Cairo mus-haf       هَـٰذَا
Osmanli mus-haf:     هٰذَا

Incidently, the amphibious behaviour of small alef can already be found in
Magregi mus-hafs. But spacing of small alef between letters or placing them
on tatweels appears for the first time in the typeset Cairo Mushaf. Since
then it occurs exclusively in fully vowelled Qur'an texts such as the Medina
editions.

> However, I highly reject this type of workarounds because:
>  - they make no distinction between the concept of a Standalone
>     letter that has nothing to do with the other letters in the word
>     and the concept of a combining mark associated with another
>  letter. - They depend on the text being _accurately_ fully marked
>     which is not the case in most existing texts. And as a
>     consequnce, it would be impossible for the reader or software to
>     know the meaning of the given character (woudn't be able to tell
>     the difference between a letter and a vowel mark) and as such
>     would make searching and other text processing tasks very hard
> and inaccurate.

This is where everybody experiences the worst problems when trying to encode
Arabic with Unicode.

IMHO there is a category missing between STANDALONE letter and COMBINING
mark. What's missing is the the category of Arabic AMPHIBIOUS characters.
Amphi ("between") bious ("two") should be taken in the literal sense: hamza,
small yeh, small waw, and possibly a few more miniatures, follow
discontinous letters (reh, waw, etc) and final letters on the base line with
their own spacing, but between two connected letters (with or without
tatweel), they become "amphibious": they are positioned between the
surrounding connecting letters (with lam-alef as an extreme case!), not
above them, carring their own vowel or madda when necessary.

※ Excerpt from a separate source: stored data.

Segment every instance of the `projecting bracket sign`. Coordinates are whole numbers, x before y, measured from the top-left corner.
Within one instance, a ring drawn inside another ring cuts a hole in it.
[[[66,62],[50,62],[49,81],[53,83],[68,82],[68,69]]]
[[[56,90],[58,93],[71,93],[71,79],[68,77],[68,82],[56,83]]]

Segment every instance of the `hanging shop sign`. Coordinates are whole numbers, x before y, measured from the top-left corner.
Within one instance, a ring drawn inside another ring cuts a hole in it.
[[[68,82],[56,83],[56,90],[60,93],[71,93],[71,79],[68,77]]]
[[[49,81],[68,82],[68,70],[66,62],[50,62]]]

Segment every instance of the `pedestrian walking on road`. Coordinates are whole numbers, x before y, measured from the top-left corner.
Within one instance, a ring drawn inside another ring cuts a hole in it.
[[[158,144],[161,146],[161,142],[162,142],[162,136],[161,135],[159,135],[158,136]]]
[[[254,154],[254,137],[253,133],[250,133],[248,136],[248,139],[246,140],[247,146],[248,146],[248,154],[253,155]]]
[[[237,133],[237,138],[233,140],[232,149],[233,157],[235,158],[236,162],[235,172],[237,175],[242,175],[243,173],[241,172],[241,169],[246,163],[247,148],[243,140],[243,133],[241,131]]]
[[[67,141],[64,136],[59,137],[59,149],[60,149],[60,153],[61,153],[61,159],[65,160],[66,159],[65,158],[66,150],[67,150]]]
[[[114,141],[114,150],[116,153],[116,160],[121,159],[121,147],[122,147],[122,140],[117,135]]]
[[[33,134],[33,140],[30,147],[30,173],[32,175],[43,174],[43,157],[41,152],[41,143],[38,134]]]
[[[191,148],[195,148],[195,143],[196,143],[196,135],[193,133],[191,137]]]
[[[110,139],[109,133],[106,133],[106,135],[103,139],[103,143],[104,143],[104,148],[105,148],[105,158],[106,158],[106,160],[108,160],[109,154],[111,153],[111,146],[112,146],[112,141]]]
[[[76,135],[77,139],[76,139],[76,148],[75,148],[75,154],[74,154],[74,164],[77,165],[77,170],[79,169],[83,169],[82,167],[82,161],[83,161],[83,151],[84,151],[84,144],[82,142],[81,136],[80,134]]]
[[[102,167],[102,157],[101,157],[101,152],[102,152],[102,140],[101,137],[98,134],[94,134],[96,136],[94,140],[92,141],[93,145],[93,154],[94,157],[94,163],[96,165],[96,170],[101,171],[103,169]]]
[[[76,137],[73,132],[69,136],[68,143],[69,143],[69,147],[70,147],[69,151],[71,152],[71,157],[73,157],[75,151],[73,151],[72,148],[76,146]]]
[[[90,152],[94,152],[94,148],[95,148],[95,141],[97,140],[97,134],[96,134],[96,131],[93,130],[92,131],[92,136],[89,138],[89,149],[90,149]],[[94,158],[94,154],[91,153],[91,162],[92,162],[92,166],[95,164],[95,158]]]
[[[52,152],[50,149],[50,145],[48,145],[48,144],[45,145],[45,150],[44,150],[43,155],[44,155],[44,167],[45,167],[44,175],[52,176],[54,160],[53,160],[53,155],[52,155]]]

Your proposed independent smal alef could be encoded separately as such an
amphibious Arabic character. Sof far I believe you would agree. Where we
differ is that I claim that this particular behaviour of small alef is -
without exception - triggerd by a preceding fatha, as I described above. So
I propose to add this amphibious behaviour to the existing code point for
small alef instead, in order to maintain full compatibility with modern
conventional spelling (and Osmanli spelling of Arabic).

>> I admire Meor's efficiency in creating a first workable Qur'an using
>> Unicode and OpenType components. But there are still a couple of
>> open ends that are not his fault, but that are the consequence of
>> font technological limitations.
>>
>
> I have given up using an OpenType font in custom Qur'an application.
> This is because I'm not forced to use OpenType fonts or any other
> font for that matter since I in a custom app I have control over how
> text is being drawn.

I couldn't agree more - I am doing exactly the same. But I hope to feed back
my experience to the Unicode consortium - whether they like it or not :-)
After all, Unicode is the only way towards interchangebility and
searchability on the internet.

Let's keep on pioneering!

Best regards,

t